I listened to episode 35 of FLOSS Weekly that interviewed Brian Aker, creator of the Drizzle fork from MySQL. As most recent episodes of FLOSS Weekly, it is pretty good technical material. What I found interesting was the technical vision behind Drizzle, and how they are aggressively going for quite wide multicore hosts.
Drizzle is really aiming at what they see as the long-term future: 64 cores or more. MySQL now being owned by Sun, it sounds like they caught the Niagara bug… but of course they are also looking at x86 hosts. They are doing this in part by tackling a type of problem that is mostly read access, not intense on write activity. Drizzle also removes some heavy-duty DB features like stored procedures to focus on applications that make plain simple SQL queries.
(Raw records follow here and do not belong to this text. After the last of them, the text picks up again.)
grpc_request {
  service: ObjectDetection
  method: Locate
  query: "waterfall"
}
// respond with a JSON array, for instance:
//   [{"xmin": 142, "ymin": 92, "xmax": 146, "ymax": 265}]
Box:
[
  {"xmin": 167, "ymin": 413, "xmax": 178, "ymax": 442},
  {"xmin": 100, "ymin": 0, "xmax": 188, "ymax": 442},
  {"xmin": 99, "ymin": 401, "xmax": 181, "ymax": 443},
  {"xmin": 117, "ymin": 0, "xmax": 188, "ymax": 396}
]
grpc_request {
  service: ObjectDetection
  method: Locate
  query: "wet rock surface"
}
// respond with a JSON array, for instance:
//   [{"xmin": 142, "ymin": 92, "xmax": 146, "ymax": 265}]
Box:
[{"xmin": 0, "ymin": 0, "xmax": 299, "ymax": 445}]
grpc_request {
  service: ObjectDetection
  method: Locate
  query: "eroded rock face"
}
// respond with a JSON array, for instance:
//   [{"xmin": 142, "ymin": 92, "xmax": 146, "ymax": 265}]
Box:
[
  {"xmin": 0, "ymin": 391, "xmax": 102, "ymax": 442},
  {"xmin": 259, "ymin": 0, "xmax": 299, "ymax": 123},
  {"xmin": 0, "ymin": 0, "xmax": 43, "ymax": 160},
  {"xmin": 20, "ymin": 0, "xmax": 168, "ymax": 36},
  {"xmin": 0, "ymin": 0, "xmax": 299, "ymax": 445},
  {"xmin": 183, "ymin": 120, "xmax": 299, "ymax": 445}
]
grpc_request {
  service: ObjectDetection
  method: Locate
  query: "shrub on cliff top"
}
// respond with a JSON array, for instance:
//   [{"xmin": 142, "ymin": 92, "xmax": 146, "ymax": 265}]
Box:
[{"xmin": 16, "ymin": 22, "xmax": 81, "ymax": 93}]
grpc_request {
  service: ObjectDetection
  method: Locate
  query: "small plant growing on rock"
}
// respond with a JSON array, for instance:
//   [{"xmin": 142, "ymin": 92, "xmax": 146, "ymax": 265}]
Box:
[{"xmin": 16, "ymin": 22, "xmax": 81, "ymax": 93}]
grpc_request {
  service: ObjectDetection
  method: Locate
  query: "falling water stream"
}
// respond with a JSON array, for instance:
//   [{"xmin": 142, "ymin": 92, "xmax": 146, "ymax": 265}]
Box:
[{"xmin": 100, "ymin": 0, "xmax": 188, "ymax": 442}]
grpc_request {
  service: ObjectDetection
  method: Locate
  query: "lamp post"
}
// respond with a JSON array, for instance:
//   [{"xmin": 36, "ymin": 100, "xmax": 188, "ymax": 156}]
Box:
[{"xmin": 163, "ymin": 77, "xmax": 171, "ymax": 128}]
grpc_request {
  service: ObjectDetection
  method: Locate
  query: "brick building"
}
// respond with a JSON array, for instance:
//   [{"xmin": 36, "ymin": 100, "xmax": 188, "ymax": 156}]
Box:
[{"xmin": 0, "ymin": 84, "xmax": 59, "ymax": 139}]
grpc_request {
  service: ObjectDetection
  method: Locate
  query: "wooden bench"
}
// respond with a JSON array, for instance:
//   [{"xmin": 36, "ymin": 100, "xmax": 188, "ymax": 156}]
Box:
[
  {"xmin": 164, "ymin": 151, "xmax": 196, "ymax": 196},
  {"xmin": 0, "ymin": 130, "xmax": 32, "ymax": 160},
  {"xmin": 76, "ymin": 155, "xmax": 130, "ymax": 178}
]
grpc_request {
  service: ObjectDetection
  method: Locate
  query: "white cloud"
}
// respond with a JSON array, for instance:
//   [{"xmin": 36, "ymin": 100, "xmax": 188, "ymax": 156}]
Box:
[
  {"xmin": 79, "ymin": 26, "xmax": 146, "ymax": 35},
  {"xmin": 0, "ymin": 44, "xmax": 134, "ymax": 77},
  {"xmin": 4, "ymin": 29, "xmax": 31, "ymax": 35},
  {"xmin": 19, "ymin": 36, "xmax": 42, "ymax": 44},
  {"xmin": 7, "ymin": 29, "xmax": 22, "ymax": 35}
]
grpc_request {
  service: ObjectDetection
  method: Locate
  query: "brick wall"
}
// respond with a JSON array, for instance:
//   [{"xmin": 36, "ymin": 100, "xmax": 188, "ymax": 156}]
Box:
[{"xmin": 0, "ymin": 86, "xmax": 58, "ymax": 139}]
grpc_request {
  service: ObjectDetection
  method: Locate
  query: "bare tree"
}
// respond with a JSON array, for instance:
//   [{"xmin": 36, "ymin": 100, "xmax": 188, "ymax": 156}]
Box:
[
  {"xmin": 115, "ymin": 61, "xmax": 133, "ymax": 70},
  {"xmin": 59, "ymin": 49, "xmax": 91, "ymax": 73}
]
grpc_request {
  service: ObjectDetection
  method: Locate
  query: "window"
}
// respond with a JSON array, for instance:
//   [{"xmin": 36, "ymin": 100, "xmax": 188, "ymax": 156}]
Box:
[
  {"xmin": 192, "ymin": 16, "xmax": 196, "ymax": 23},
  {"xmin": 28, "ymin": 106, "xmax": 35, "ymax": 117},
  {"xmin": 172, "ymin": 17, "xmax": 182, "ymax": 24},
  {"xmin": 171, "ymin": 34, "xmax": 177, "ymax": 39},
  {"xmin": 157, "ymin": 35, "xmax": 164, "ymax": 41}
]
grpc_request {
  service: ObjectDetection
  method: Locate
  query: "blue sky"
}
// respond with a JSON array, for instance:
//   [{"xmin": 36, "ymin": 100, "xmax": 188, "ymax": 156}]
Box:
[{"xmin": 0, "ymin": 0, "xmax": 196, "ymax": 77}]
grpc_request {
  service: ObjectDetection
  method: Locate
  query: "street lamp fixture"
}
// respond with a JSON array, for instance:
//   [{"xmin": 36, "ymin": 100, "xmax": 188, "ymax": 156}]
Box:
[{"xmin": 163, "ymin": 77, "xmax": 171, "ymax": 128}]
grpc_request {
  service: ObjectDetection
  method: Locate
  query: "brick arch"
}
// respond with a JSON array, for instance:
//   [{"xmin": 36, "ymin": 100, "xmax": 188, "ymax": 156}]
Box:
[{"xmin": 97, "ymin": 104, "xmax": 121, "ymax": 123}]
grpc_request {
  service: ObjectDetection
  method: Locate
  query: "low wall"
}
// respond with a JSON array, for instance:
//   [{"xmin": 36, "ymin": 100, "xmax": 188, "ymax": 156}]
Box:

Only loads of them. Examples are typical web properties like Yahoo, Google, and eBay.
What was also interesting was the general attitude to be modern in the code. All old 16-bit (x86 yuck) code is gone, as well as 32-bit support (any serious DB server is 64-bit machine anyway). Also, C99 is used throughout. Quite a refreshing take on something that did start with a decade-old code.
The project is hosted at https://launchpad.net/drizzle, where there is more information, code, etc. I have not really checked that part out.
But if you have time, do listen to the podcast. FLOSS weekly is one of my regular listens.